Regarding the commencement of major infrastructure projects, LD has established a special task force to step up inspections and enforcement action, urge contractors to implement safety management systems on construction sites and integrate occupational safety and health elements into their method statements through participating in project preparatory meetings and site safety committees meetings. In addition, LD has stepped up area patrols and inspections of RMAA works during non-office hours to deter contractors from adopting unsafe work practices.

(c) To protect the occupational safety and health of employees, LD has issued a “Guide on Rest Breaks” to remind employers and employees of the importance of rest breaks. Since no single pattern of rest break arrangement can suit the divergent operations of various trades and businesses, the guide encourages employers, in consultation with employees, to work out rest break arrangements suitable for the employees as well as meeting operational needs of the business. LD has been publicising the guide through different channels (including internet) and promotional activities. LD does not compile separate statistics on the number of industrial accidents which occurred when the workers were working overtime.
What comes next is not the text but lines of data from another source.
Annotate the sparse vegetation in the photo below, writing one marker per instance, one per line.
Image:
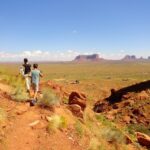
(56, 122)
(103, 134)
(3, 115)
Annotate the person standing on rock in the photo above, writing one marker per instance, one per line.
(35, 79)
(27, 74)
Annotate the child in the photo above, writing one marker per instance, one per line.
(27, 71)
(35, 79)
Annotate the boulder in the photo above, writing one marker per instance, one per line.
(142, 95)
(76, 110)
(143, 139)
(78, 98)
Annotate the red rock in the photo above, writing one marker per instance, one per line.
(143, 139)
(143, 96)
(126, 119)
(78, 98)
(76, 110)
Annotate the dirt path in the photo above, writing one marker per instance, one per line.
(19, 135)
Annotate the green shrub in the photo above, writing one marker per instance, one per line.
(3, 115)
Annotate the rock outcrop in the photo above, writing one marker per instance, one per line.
(143, 139)
(82, 58)
(77, 103)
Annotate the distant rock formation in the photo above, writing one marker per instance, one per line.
(129, 58)
(93, 57)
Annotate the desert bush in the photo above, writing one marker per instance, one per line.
(3, 115)
(56, 122)
(95, 145)
(48, 99)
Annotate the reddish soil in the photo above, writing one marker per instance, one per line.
(19, 135)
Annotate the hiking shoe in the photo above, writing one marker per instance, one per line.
(33, 102)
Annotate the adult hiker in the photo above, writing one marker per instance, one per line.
(27, 74)
(35, 79)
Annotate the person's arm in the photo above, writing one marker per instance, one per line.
(41, 74)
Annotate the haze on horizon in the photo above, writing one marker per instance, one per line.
(60, 30)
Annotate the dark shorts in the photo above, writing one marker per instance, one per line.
(35, 87)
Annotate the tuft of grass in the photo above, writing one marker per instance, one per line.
(3, 115)
(79, 128)
(48, 99)
(56, 122)
(95, 144)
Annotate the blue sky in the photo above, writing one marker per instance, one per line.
(59, 28)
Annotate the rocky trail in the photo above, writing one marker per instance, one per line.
(25, 127)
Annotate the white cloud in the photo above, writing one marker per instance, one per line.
(68, 55)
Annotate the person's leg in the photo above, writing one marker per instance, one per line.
(36, 89)
(27, 83)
(d) To enhance the occupational safety and health awareness of foreign construction workers, LD has produced construction safety and health publications and promotional materials in Urdu, Bahasa Indonesia, Hindi, Thai, Nepali and Filipino, in addition to Chinese and English for free distribution to ethnic minorities. The publications are uploaded to LD’s homepage. LD has also collaborated with the ethnic minorities services centres, non-government organisations, trade associations and unions to organise seminars, talks, workshops and other promotional functions, as well as visits to construction sites to convey safety message directly to ethnic minorities workers.
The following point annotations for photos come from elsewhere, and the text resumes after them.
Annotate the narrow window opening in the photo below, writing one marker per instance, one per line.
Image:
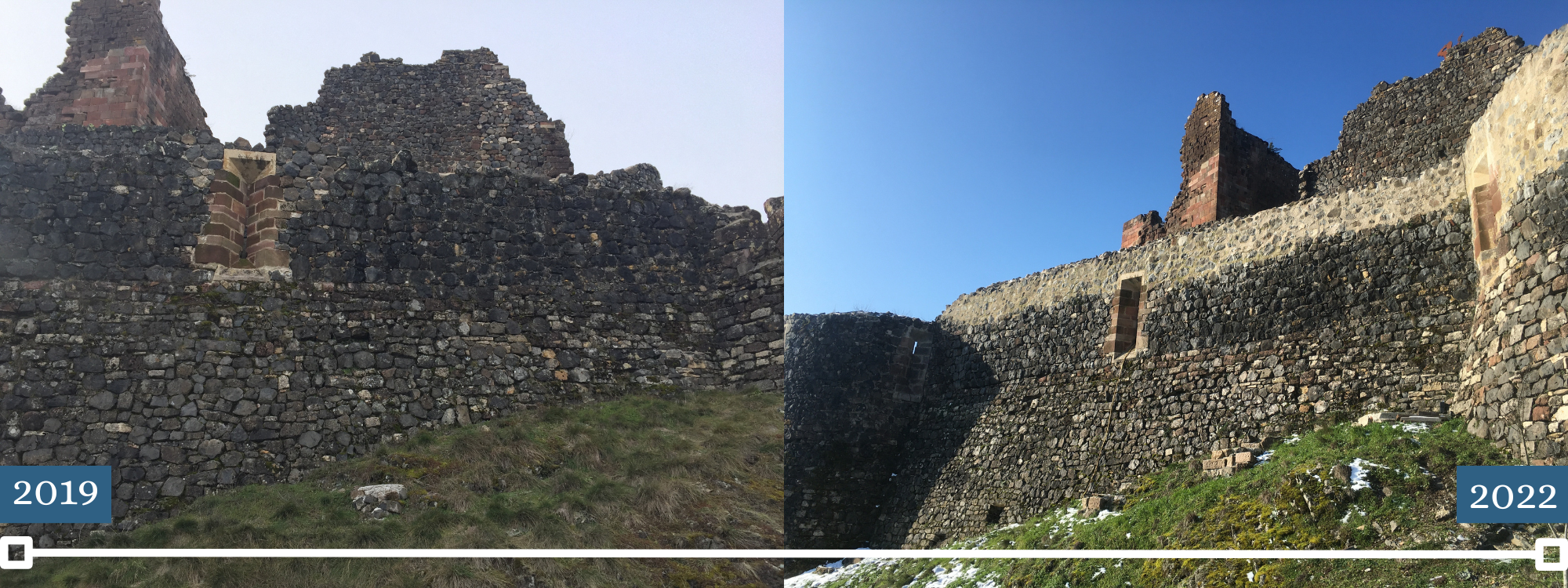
(245, 201)
(1127, 311)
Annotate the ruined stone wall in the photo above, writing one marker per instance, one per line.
(852, 399)
(1252, 175)
(413, 300)
(1514, 388)
(1025, 410)
(1197, 198)
(10, 118)
(1362, 299)
(465, 109)
(1254, 325)
(1418, 123)
(122, 70)
(1225, 172)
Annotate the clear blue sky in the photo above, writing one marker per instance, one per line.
(937, 148)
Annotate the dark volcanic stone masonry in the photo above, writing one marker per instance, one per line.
(1418, 123)
(463, 109)
(855, 390)
(122, 68)
(416, 300)
(416, 255)
(1026, 412)
(1425, 274)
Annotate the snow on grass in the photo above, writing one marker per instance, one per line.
(1359, 474)
(938, 576)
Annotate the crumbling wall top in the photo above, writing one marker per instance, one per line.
(122, 70)
(462, 111)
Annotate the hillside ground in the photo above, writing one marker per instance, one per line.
(673, 471)
(1399, 495)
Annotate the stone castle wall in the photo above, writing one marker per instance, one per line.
(413, 300)
(463, 109)
(10, 118)
(844, 426)
(1512, 380)
(122, 70)
(1225, 170)
(1360, 299)
(1418, 123)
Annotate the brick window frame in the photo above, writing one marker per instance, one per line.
(245, 206)
(1128, 308)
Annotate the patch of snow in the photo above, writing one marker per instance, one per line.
(1359, 471)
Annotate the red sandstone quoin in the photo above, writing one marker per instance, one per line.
(122, 70)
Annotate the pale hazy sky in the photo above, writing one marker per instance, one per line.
(695, 89)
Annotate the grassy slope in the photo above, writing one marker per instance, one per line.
(1290, 503)
(684, 471)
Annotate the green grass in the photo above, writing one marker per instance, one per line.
(700, 470)
(1290, 503)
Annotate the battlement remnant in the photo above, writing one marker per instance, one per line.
(462, 109)
(122, 70)
(1225, 172)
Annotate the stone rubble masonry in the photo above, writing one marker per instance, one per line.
(412, 300)
(10, 118)
(1225, 173)
(247, 216)
(1359, 300)
(1512, 380)
(465, 109)
(849, 402)
(1142, 230)
(122, 70)
(1418, 123)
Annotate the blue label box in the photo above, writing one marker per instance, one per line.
(1512, 495)
(56, 495)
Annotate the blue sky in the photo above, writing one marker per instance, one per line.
(694, 87)
(935, 148)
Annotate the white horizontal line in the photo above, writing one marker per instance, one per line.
(824, 554)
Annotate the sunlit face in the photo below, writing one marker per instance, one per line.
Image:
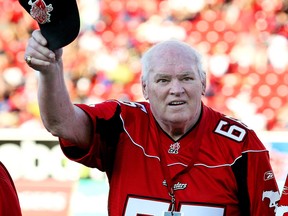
(174, 89)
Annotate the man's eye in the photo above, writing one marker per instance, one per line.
(187, 78)
(162, 80)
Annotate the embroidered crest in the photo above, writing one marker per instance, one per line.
(174, 148)
(40, 11)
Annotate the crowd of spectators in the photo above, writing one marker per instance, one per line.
(243, 42)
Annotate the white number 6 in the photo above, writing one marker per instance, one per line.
(234, 132)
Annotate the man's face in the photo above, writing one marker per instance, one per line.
(174, 89)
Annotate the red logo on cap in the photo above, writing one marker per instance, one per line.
(40, 11)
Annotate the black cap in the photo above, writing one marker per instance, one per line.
(58, 20)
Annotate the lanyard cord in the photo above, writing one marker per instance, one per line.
(164, 166)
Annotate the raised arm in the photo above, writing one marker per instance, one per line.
(60, 117)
(e) LD has analysed the accident statistics of last year and will strengthen enforcement, publicity and promotion this year, targeting the high-risk processes at construction sites such as work-at-height and lifting operations. The number of accidents related to “slip, trip or fall on same level” and “stepping on object” in the first half of 2011 were higher than the average figures over the same period in the past five years by 14.5% and 12.7% respectively. Most of these accidents involved minor injuries and were mainly due to improper housekeeping at construction sites. LD will strengthen relevant publicity and enforcement efforts this year.

(f) The safety of excavation work on construction sites is governed by the Factories and Industrial Undertakings Ordinance (FIUO) (Cap. 59) and its subsidiary regulations, Construction Sites (Safety) Regulations (Cap. 59I). According to Section 6A of FIUO, contractors and employers have the obligation to provide and maintain a safe system of work for hazardous work processes. Contractors therefore have the duty to conduct assessments of risks associated with electric power, explosive or flammable gases, pressurised pipes, etc, formulate safe method statements and implement relevant safety measures before engaging in excavation works.